I wrote a more elaboration explanation of the Bluebeard’s references on the post: Bluebeard’s Story
Searching through my mother’s bureau as an adult
I used to visit my mother around the turn of the millennium when she was in her late seventies and eighties. Although I was no longer a little boy, I still held a childlike fascination for her bureau, the forbidden depository of secrets! My mother usually went to bed early in the evening, whereas I have always been an insomniac. It is physically impossible for me to sleep before midnight and usually at 3 or 4 a.m. or later. With the grey dawning of a new day, like Dracula, I would retire to my coffin (bed).

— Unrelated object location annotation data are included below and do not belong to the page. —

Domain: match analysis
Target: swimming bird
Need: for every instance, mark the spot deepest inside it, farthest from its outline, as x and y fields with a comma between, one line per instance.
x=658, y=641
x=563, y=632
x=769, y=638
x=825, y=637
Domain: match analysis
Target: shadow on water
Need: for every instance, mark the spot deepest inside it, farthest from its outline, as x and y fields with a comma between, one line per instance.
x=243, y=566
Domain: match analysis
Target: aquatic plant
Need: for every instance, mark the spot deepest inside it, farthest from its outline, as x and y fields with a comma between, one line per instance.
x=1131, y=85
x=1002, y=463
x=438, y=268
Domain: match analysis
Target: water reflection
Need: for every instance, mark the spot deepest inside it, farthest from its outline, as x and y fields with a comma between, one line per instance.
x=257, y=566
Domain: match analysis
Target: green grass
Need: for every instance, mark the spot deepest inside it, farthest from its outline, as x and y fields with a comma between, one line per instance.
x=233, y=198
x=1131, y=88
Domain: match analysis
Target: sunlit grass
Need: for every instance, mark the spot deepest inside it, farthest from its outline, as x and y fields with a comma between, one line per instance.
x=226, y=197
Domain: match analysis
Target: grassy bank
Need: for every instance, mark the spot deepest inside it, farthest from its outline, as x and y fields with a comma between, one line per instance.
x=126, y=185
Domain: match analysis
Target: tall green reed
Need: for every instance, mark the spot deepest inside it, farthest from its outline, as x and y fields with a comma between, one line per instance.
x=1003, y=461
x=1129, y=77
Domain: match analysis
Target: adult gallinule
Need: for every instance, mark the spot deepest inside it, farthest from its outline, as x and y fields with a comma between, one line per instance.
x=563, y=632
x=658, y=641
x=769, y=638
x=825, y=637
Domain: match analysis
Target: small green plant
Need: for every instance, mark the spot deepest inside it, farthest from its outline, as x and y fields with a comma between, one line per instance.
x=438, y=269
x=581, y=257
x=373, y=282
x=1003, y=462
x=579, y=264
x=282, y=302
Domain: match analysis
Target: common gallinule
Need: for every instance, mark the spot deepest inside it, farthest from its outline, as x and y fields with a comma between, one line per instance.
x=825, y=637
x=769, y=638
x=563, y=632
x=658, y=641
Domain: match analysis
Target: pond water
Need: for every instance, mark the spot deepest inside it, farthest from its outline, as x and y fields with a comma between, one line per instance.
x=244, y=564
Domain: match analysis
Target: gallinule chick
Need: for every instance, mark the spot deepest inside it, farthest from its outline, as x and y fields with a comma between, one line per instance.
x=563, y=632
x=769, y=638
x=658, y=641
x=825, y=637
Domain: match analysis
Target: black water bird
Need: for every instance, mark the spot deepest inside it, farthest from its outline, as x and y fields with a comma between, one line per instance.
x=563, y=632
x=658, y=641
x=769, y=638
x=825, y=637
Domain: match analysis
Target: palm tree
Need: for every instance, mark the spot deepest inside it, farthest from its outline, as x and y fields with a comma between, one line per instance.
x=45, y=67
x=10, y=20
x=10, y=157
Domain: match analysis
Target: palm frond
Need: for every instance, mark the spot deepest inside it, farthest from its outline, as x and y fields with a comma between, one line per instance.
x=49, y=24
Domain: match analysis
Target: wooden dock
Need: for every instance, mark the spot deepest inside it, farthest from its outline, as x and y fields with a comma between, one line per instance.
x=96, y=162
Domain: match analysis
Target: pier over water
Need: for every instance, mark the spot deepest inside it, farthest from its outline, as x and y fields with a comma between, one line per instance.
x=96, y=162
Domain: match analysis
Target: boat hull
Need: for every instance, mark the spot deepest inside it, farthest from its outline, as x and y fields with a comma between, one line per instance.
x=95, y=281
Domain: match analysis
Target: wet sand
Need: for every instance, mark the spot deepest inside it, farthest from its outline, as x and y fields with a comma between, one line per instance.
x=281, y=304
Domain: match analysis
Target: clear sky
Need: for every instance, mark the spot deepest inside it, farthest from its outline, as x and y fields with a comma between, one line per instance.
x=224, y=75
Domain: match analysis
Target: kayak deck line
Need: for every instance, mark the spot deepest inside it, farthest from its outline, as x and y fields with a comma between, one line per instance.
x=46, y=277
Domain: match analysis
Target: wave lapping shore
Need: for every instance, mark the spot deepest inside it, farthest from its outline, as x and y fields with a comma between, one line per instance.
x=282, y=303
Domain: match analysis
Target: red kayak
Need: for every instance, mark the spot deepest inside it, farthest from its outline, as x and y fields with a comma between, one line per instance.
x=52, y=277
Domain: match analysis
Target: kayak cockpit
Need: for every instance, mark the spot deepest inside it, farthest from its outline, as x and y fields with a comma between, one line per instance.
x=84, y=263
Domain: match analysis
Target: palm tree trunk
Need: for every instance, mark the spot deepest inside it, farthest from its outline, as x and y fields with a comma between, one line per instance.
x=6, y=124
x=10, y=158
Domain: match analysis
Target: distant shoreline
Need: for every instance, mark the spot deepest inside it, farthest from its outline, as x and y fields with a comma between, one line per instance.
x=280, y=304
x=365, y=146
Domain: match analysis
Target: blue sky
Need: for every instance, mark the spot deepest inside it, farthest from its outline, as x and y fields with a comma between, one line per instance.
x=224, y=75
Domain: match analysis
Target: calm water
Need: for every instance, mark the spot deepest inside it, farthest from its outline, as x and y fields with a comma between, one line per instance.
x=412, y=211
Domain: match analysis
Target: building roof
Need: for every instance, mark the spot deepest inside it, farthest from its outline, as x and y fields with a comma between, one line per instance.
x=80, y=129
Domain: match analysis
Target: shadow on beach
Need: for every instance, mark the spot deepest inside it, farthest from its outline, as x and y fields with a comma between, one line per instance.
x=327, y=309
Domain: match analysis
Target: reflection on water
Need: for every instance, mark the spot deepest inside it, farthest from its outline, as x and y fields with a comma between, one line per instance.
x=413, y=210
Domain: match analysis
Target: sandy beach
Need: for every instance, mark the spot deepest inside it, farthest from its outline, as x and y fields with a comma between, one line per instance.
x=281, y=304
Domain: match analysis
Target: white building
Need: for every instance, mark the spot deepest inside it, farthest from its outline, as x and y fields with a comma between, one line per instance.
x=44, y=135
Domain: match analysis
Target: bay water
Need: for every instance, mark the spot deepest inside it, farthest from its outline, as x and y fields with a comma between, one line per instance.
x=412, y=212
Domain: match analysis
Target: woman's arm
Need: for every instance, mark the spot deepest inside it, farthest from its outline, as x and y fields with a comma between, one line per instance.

Thus, late in the evenings and early mornings, I was bored with watching reruns on the TV or old films on her video player because I had nothing to do. In other words, the lure of ‘the bureau’ would be irresistible, with the added excitement of, “Will she hear the creaking hinges”? Of course, this was pretty stupid, as my mother was no longer an alert fox pricking up her ears at the slightest sound. The under-the-stairs cupboard also held some ‘secret’ family documents, which I could explore.
Ironically, when she got older, I probably knew the contents of her bureau better than she did. Similarly, due to the rash promise I once made about writing the ‘family history,’ I surely knew more about our family than my parents. This knowledge is perhaps evident in my interpretation of my father’s CV above, where he often seems to have a dim memory of his past work experience. In this regard, I must say that my mother possessed an excellent memory. My only regret is that I did not talk to her more about ‘our family,’ but then many things only become significant when it is ‘too late.’
The Heist
The stupid thing was that I did this all ‘in secret.’ When my mother became ‘dotty,’ I decided to take all her ‘documents and photos’ back to Norway, as she would not miss them. This move would prevent one of my brothers, who has little regard for our family history, from throwing away all the ‘useless trash’ upon her passing. In fact, apart from my cousin Iain MacGillivray, few in my ‘family’ seem concerned with the family history.
To tell you the truth I don’t even like the idea of ‘family histories’ as the idea is often associated with reactionary social forces. But why should the reactionary social forces have a monopoly here? Alan Sillitoe and others have shown that it is not only the upper classes and bourgeoisie that have histories; for example, in his book, “Raw Material” (1972), he describes the various ‘stories’ of his family. But it was stupid on my part that I never got around to ask her what was the significance of the ‘ARMY FORM’. I discussed this in more detail on this separate post.
Despite the fact that she had become ‘dotty’, she had an excellent memory regarding old memories. She might not remember what she had done yesterday, but she had a sharp memory of what she had done fifty years or more before.27
26 Harkness, Ian. Boyhood Recollections. 2022. Eos Publishers, Oslo, Norway.